# Colorado Democrats fail to stave off gun control-based recall efforts



## kwflatbed (Dec 29, 2004)

*Colorado Democrats fail to stave off gun control-based recall efforts*

Published July 04, 2013
FoxNews.com










FILE: March, 20, 2013: Colorado Governor John Hickenlooper signs gun control bills into law in his office at the state capitol in Denver, Colo. (Reuters)
Two Colorado Democratic lawmakers facing recall elections for their support of the state's strict new gun control laws failed in separate attempts to block or slow their recall elections Wednesday.
The secretary of state's office ruled against Senate President John Morse of Colorado Springs, who wanted his recall effort invalidated because of a technical error by his opponents.
Deputy secretary of state Suzanne Staiert also rejected a request by Democratic Sen. Angela Giron of Pueblo to have her recall challenge shifted to a new venue because she said Republican Secretary of State Scott Gessler wouldn't fairly decide her case.
The twin decisions mean appeals and more legal wrangling over what could be the first state legislative recall elections in Colorado history.

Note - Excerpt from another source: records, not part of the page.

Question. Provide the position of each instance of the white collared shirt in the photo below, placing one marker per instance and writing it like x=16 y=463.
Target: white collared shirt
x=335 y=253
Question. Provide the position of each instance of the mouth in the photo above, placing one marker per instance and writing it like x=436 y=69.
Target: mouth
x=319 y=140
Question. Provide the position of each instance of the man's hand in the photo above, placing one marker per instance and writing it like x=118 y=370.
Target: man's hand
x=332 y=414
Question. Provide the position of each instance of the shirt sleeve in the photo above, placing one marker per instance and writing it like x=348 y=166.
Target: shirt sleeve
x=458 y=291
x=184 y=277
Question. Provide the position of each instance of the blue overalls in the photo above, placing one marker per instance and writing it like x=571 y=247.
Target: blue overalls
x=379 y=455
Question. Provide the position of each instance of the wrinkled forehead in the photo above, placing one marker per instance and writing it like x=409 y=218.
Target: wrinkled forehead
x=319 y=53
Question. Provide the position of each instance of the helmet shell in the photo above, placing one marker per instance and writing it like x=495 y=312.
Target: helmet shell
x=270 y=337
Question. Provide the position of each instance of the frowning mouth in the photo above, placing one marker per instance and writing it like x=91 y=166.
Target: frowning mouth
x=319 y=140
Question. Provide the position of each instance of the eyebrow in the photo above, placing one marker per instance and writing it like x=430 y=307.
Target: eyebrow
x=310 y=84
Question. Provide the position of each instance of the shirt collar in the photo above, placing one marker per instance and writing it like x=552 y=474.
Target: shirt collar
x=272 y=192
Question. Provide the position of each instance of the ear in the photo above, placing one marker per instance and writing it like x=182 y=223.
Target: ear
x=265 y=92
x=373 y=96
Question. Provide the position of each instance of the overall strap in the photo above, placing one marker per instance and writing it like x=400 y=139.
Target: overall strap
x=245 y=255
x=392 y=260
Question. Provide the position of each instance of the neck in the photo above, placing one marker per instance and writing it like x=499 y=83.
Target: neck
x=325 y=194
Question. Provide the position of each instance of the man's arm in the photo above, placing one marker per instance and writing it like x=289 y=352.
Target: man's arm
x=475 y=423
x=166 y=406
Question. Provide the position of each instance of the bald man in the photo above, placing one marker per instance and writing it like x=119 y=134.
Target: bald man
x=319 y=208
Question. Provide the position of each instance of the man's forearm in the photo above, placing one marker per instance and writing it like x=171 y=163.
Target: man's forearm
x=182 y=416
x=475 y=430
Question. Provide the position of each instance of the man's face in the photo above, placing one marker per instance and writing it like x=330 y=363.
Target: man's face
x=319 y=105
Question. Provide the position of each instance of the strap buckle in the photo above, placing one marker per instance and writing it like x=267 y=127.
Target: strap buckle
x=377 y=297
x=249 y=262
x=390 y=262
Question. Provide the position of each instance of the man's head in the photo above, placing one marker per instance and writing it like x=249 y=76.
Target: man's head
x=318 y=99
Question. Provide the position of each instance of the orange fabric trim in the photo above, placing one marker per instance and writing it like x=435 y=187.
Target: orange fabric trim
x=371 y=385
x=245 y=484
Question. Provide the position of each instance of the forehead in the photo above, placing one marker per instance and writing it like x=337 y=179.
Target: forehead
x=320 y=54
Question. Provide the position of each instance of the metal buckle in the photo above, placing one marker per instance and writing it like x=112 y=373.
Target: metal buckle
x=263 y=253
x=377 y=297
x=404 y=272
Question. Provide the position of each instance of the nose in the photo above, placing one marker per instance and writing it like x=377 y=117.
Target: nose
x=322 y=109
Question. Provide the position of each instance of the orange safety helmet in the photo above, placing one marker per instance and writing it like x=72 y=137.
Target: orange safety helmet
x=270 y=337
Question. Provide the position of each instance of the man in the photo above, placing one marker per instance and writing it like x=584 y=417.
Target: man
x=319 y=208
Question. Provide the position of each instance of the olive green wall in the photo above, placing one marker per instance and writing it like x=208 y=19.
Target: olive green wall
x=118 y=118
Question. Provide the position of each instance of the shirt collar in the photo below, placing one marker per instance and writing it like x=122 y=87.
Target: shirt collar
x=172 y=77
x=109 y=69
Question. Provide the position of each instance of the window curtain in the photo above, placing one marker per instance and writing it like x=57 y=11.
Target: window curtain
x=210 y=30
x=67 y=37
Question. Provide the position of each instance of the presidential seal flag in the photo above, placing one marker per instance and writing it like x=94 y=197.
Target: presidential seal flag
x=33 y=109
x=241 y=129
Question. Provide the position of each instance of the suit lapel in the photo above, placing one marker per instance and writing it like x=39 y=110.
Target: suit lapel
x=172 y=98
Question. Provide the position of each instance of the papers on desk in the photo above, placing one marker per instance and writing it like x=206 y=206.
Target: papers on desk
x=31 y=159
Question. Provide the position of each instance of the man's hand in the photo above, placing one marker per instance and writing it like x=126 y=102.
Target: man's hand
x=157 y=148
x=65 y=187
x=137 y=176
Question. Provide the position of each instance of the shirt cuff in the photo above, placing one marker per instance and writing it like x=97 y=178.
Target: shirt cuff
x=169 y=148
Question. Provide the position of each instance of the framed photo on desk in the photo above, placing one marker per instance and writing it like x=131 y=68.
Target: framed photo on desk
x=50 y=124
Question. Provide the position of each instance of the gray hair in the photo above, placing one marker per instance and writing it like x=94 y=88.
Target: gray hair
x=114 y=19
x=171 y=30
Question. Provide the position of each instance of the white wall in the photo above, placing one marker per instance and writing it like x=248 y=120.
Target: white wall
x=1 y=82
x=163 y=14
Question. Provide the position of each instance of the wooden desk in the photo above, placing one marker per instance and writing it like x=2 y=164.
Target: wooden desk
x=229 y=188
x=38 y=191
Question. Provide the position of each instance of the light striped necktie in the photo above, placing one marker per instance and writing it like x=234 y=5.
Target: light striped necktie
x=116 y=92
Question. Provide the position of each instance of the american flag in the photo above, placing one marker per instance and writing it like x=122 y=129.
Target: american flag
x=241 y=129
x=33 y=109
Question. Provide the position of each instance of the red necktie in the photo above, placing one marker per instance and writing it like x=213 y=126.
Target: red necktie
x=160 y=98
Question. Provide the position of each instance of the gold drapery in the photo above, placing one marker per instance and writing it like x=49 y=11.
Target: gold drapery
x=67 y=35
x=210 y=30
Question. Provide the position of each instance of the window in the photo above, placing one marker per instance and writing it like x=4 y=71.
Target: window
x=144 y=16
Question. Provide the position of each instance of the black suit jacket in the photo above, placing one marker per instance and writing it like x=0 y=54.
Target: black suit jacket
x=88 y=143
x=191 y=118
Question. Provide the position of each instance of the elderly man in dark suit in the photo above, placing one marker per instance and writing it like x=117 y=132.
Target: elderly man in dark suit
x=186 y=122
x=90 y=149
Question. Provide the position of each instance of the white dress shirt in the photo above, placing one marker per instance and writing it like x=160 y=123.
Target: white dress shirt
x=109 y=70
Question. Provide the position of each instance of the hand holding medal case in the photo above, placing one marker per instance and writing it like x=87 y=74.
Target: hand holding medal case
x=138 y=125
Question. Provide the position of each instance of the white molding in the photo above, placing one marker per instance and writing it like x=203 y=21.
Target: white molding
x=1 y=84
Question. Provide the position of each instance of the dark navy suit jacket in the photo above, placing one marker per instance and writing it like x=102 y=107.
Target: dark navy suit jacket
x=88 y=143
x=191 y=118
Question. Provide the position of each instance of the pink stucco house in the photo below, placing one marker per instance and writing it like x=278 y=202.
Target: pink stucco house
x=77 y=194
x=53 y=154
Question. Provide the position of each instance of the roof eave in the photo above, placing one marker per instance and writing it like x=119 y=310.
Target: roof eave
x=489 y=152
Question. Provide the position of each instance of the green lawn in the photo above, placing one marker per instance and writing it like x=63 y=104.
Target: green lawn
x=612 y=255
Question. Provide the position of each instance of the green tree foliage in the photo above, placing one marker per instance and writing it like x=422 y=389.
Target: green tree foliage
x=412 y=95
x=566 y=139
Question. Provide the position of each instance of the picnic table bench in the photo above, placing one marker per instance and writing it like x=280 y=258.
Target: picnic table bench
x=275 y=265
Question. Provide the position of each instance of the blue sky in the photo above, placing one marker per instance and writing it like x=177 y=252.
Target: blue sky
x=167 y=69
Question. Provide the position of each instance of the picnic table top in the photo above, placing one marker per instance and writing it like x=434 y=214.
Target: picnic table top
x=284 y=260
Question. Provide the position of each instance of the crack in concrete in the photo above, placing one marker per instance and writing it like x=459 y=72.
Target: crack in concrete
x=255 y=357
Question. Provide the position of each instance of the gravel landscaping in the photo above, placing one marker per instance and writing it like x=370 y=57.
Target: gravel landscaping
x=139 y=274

Read more: http://www.foxnews.com/politics/2013/07/04/recall-efforts-against-pro-gun-control-colorado-dems-survive-challenge/?test=latestnews#ixzz2Y5B1LAR4


----------



## Pvt. Cowboy (Jan 26, 2005)

That's what happens when you don't properly represent your constituents. You get thrown out. I hope those losers are sweating bullets right now... 

If only in Mass...


----------



## LGriffin (Apr 2, 2009)

Pvt. Cowboy said:


> If only in Mass...


They stand a better chance than we do.

Colorado:
http://www.politico.com/2012-election/map/#/President/2012/CO

Taxachusetts:
http://www.politico.com/2012-election/map/#/President/2012/MA


----------